Managing OpenStack services on HA Controller Nodes

OpenStack services on HA controller nodes are managed by Pacemaker. If you need to manage the services, you can place an HA controller node in standby mode to move it to another node. You can also place an entire set of HA controllers into standby mode, for example, in preparing for a site power outage. If necessary, you can instruct Pacemaker to stop managing a specific resource.

About this task

Under normal conditions, all services on an HA controller are stopped as a set by telling Pacemaker to put an HA controller node into standby mode. Services are started as a set by telling Pacemaker to take a HA controller out of standby mode. While it runs, Pacemaker monitors individual services, restarts them after failures, and moves them between nodes as required. When Pacemaker reports failures, it attempts to recover from and clear the failure. The recover can take anywhere from a few seconds to an hour depending on the failure. If the problem continues, the failure might require further investigation and manual intervention to resolve.

For HA controller nodes with internal DB2® installed, one HA controller node runs the virtual IP service, HAProxy service, and the master role for the IBM DB2 high availability disaster recovery (HADR) service. This HA controller node is the HADR primary, and is also referred to in this article as the primary HA controller. The node that is running these services changes in response to failures, or management actions like updating a node and shutting down nodes. This node has the most current database contents and also has the most current RabbitMQ message queue contents if it is the last node that is shut down.

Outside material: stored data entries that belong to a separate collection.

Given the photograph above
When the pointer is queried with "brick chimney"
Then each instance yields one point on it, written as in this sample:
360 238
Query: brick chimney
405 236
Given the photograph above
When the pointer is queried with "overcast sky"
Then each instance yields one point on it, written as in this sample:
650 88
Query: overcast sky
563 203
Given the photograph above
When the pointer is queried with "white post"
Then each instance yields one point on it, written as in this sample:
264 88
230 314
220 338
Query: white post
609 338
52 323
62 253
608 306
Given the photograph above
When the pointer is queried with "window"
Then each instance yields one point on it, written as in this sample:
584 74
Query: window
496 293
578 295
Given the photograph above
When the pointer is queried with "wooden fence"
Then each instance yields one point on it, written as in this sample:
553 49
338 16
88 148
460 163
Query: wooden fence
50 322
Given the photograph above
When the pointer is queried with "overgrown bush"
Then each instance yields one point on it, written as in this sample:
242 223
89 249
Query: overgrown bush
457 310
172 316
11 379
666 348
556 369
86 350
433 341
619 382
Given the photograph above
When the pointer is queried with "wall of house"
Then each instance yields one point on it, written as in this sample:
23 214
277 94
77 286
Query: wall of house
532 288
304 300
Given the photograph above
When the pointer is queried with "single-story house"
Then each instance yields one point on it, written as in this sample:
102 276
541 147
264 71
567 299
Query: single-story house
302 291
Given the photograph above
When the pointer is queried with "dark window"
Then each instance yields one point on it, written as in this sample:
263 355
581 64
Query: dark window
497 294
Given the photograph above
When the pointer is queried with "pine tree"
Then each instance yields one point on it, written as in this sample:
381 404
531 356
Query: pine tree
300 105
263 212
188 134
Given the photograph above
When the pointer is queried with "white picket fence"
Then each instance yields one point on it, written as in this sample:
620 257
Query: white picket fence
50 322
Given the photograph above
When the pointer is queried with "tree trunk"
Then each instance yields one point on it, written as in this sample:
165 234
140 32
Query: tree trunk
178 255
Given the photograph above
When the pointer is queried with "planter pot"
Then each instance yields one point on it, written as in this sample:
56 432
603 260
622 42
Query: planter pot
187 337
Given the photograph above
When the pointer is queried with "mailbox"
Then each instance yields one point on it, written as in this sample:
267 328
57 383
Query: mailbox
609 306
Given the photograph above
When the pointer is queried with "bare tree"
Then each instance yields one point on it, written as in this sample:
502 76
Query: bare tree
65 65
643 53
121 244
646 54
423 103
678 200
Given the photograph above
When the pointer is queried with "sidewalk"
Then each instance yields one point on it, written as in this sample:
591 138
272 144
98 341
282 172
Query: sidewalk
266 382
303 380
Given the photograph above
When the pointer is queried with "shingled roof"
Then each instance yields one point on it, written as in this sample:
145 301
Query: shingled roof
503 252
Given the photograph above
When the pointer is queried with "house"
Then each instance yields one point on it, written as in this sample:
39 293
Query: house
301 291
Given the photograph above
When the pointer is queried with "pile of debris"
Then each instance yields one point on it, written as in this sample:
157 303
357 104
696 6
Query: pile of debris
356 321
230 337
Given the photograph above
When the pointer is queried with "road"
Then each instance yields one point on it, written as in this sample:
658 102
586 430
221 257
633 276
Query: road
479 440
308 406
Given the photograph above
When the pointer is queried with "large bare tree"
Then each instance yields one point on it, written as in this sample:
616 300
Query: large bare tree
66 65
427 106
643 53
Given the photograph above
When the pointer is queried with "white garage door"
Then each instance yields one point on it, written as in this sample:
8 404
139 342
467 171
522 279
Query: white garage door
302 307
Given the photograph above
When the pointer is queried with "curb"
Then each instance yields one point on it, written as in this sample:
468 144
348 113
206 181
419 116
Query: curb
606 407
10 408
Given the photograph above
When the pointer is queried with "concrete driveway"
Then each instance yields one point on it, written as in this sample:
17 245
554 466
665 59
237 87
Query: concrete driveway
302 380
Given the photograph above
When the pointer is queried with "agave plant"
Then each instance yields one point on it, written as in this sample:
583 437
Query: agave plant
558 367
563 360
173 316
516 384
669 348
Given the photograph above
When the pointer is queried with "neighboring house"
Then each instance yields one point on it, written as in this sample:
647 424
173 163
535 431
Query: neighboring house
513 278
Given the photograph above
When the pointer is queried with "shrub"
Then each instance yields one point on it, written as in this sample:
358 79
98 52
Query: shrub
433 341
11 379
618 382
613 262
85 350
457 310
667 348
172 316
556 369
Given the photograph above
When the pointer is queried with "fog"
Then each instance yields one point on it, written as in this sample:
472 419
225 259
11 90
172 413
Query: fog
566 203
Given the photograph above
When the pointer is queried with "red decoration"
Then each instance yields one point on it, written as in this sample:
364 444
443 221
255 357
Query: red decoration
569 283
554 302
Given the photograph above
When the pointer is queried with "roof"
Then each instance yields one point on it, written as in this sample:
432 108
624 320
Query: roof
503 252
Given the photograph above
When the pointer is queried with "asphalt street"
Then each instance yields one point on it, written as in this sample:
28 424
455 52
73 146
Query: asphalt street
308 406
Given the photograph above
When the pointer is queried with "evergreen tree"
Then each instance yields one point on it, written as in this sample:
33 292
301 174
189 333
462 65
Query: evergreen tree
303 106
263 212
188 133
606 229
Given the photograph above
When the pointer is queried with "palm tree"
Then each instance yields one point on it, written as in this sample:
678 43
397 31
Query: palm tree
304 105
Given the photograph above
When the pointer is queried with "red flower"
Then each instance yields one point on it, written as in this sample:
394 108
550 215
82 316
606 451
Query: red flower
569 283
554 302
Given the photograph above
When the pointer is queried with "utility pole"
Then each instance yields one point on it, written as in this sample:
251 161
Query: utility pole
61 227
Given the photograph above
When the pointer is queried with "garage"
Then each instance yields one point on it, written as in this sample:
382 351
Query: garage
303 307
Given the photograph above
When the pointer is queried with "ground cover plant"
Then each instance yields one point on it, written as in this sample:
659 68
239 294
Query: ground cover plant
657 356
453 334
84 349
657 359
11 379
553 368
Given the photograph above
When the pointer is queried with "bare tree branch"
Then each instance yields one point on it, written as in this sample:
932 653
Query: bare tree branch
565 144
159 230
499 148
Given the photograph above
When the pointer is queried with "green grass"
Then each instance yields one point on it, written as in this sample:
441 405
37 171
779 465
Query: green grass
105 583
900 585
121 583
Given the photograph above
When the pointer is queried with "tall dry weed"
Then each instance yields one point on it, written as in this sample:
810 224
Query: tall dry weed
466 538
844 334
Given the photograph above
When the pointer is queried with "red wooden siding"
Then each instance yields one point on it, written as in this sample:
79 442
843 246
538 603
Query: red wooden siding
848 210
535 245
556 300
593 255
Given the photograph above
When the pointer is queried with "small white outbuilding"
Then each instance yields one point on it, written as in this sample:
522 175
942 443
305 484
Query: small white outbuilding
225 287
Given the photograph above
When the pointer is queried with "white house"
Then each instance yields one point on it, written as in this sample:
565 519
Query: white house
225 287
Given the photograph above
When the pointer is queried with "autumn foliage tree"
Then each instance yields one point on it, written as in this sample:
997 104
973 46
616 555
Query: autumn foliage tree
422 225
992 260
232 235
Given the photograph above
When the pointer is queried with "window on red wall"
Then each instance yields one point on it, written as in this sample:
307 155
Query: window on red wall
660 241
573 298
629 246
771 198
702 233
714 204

To stop all the services on a single HA controller node, use the knife os manage services standby command:

$ knife os manage services standby --node HA_NODE_FQDN

Placing an HA controller node in standby mode, by using the standby action of the IBM Cloud Manager with OpenStack services command, instructs the HA components on that node to stop any running OpenStack services. Any OpenStack services that are found active are stopped, and if necessary, they are moved to another HA controller node. Using the standby action is the preferred way to move the DB2 HADR primary, the virtual IP, and any other resources that are Active/Passive off from a specific node. Active/Passive means that they run on only one node at a time. Once the resource or resources that you want to move are removed from the node, use the knife os manage services unstandby command to allow Pacemaker to restart and resume managing service on this node. For more information about the unstandby action, see details later in this document

If the node is powered off while in standby mode, it remains in standby mode when powered on. If a node is not in standby, it will not be in standby when powered on and Pacemaker will immediately start services. A node can also be placed in standby while it is powered off to prevent Pacemaker from starting services when it is powered on. To place a node in standby while it is powered off, run the pcs cluster standby command from one of the other HA controller nodes:

$ pcs cluster standby HA_NODE_FQDN

The knife os manage services standby command can be used multiple times to place more than one node into standby, however it is important to do this in an orderly way. To put the entire set of HA controller nodes into standby, see the information in Shutting down or restarting all HA controller nodes simultaneously (restarting the nodes in this procedure is optional). If you want to put some but not all controller nodes into standby mode, and one of the nodes that you plan to put in standby is the primary HA controller, ensure that you put the primary HA controller in standby mode last. This is important because it minimizes the impacts of moving services from node to node.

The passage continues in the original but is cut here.